Scope 2 emissions are indirect emissions from the generation of electricity purchased by the company. Switching to renewable energy sources via open access can significantly reduce Scope 2 emissions. This can be achieved by buying electricity from renewable sources or entering into power purchase agreements (PPAs) with developers. By doing so, companies can lower the carbon intensity of their electricity consumption.

Scope 3 encompasses emissions that are not the result of activities from assets owned or controlled by a company, but by those responsible for up and down its value chain.

Renewables Can Improve Bottom Line

Adopting renewable energy and committing to initiatives like RE100 can also yield financial benefits. Companies that meet their sustainability commitments may be able to raise debt at competitive rates through sustainability-linked loans.

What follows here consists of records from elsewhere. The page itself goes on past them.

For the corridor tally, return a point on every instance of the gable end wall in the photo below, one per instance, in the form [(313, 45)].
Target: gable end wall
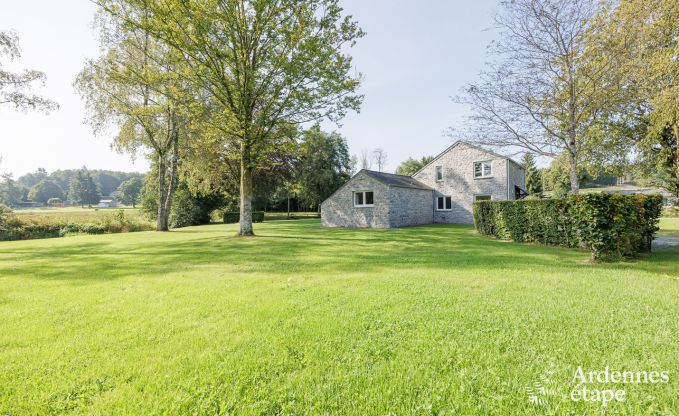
[(459, 182)]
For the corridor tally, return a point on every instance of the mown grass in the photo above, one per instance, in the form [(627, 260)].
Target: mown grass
[(305, 320), (76, 214), (669, 227)]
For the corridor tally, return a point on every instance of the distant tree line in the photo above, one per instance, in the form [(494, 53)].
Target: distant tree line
[(591, 85), (80, 186)]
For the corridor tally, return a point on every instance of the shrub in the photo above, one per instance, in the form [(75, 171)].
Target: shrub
[(234, 217), (609, 225)]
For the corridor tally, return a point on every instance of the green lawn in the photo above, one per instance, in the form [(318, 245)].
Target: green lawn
[(669, 227), (310, 321)]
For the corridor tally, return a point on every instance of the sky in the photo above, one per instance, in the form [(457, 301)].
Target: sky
[(414, 57)]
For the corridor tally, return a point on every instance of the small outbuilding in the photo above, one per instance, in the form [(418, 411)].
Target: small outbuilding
[(107, 203), (379, 200)]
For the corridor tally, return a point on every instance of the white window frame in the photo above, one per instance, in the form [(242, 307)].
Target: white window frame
[(483, 174), (437, 170), (363, 205), (450, 207)]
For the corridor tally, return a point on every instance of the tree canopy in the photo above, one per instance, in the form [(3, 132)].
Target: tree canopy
[(45, 190), (16, 88)]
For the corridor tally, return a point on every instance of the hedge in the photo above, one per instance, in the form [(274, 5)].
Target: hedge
[(234, 217), (610, 226), (14, 227)]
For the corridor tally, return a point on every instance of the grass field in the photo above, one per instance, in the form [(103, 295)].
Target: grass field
[(304, 320), (75, 214)]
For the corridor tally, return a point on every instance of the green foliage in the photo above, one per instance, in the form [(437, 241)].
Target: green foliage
[(410, 165), (106, 180), (44, 190), (325, 165), (83, 190), (234, 217), (611, 226), (259, 68), (130, 191), (640, 36), (16, 88), (187, 208), (556, 178), (28, 227), (533, 176), (430, 320)]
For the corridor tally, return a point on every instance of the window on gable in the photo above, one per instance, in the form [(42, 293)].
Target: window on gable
[(364, 199), (439, 173), (444, 203), (483, 169)]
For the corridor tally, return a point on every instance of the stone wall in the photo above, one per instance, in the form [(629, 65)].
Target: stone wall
[(459, 182), (410, 206), (339, 210), (517, 177)]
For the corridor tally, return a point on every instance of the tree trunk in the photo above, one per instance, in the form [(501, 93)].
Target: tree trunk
[(161, 220), (245, 193), (573, 168)]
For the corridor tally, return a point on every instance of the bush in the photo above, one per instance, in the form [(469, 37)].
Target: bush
[(611, 226), (234, 217)]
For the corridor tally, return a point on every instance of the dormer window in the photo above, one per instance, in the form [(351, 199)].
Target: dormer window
[(483, 169), (364, 199)]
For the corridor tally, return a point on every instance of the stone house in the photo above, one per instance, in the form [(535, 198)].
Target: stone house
[(441, 192)]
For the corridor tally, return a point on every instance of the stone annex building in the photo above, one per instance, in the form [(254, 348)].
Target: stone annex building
[(441, 192)]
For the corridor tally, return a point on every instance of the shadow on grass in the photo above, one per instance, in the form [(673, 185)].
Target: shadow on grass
[(292, 248)]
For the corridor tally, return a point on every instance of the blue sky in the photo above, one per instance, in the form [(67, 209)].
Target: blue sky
[(414, 57)]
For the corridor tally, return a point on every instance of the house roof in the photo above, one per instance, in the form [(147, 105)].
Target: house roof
[(391, 179), (471, 145)]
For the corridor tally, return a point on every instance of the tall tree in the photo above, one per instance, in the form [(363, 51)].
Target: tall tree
[(325, 165), (16, 89), (543, 91), (44, 190), (409, 166), (381, 158), (533, 176), (130, 190), (365, 159), (10, 191), (263, 65), (134, 85)]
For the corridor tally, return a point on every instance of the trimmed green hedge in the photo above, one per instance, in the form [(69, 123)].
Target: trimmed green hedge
[(611, 226), (234, 217)]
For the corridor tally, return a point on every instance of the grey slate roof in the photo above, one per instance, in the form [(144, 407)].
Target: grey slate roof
[(390, 179)]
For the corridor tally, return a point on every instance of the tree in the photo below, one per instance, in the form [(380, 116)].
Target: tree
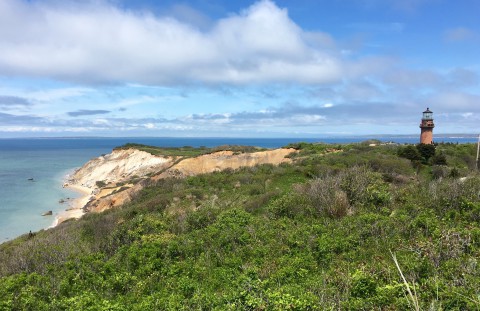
[(410, 152), (426, 151)]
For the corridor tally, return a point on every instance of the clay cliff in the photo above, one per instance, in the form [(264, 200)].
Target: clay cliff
[(109, 177)]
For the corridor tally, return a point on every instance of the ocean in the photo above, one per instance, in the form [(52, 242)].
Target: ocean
[(32, 170)]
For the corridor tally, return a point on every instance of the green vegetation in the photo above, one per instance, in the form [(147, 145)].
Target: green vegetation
[(348, 227)]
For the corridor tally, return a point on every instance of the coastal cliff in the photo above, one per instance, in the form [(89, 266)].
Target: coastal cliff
[(114, 179)]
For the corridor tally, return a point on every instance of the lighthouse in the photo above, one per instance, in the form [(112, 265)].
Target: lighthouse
[(426, 135)]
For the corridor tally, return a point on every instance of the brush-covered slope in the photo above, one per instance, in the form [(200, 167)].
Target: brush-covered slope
[(320, 233)]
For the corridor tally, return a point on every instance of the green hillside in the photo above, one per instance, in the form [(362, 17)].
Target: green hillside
[(345, 227)]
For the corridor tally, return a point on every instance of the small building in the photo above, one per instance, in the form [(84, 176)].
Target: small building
[(427, 125)]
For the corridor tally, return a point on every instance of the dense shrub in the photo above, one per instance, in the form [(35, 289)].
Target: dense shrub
[(317, 234)]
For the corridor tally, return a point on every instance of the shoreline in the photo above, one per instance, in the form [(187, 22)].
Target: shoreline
[(75, 208)]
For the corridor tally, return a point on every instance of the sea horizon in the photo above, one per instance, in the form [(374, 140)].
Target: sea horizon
[(33, 169)]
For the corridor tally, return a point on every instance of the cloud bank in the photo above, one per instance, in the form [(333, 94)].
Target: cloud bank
[(95, 42)]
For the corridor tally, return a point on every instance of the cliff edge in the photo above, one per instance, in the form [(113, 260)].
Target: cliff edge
[(114, 179)]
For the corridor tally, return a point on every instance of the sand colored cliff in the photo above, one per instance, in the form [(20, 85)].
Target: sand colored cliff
[(120, 166)]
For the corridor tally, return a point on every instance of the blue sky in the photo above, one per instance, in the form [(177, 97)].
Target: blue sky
[(304, 68)]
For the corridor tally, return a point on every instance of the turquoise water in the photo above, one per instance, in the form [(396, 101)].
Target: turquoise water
[(48, 161), (23, 201)]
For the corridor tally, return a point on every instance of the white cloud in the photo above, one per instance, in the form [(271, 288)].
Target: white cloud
[(98, 42), (459, 34)]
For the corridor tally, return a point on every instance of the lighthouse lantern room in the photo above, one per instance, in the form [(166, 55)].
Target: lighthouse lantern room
[(426, 126)]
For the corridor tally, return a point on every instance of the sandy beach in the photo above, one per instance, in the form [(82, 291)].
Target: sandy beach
[(75, 209)]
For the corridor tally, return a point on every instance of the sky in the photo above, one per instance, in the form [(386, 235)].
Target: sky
[(222, 68)]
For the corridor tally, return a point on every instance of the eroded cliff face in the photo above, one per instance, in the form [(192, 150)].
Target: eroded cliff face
[(118, 166), (122, 165)]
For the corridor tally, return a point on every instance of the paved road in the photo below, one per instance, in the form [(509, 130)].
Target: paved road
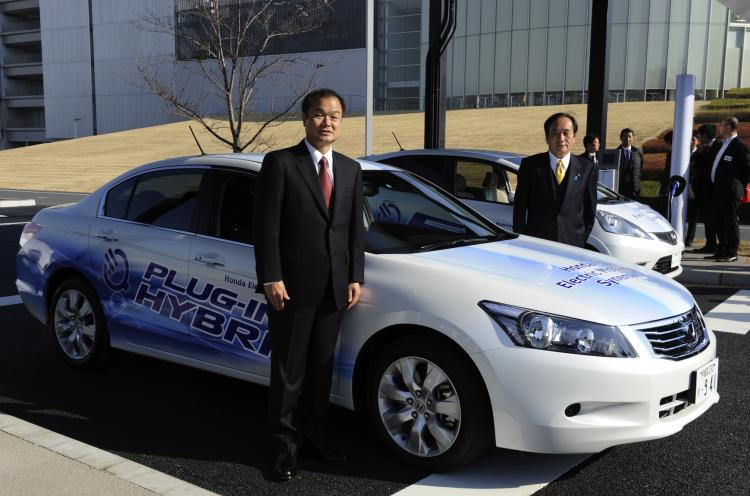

According to Verma, procuring electricity via open access is an obvious benefit because the tariff is less than the grid tariff. “The cost savings can significantly improve your profit margins.” This is especially true for industries with high energy consumption, such as steel or cement.

Europe’s Cross-Border Adjustment Mechanism (CBAM) also puts a premium on low carbon intensity in exported products. “For products like steel or textiles, high carbon intensity can lead to additional carbon taxes, making them non-competitive in the market,” Verma said.

He said states must create a favorable ecosystem to facilitate the shift to renewable energy. Infrastructure like land must be made available at attractive prices, particularly in states with high industrial activity but limited resources.

Gyanesh Chaudhary, Chairman and Managing Director, Vikram Solar, said, “Reforms like the Green Open Access Rules has led to a surge in demand from the commercial and industrial sector, driven by ambitious renewable energy goals. ” Open access is one of the bright spots in the country’s solar market, attracting businesses with substantial cost savings.

While the commitment to renewables is beneficial, it comes with challenges, particularly with regional variations in infrastructure and resources. For example, states like Punjab may have high industrial activity but limited land availability for renewable energy projects.

“After years of facing high costs, restrictive policies, and low consumer demand, renewable energy adoption via open access has now reached a point where renewable power is cheaper than grid power. Policies for open access are now supportive, and demand is rising. For corporates, procuring renewable power right now is just good business on so many levels,” commented Raj Prabhu, CEO at Mercom Capital Group.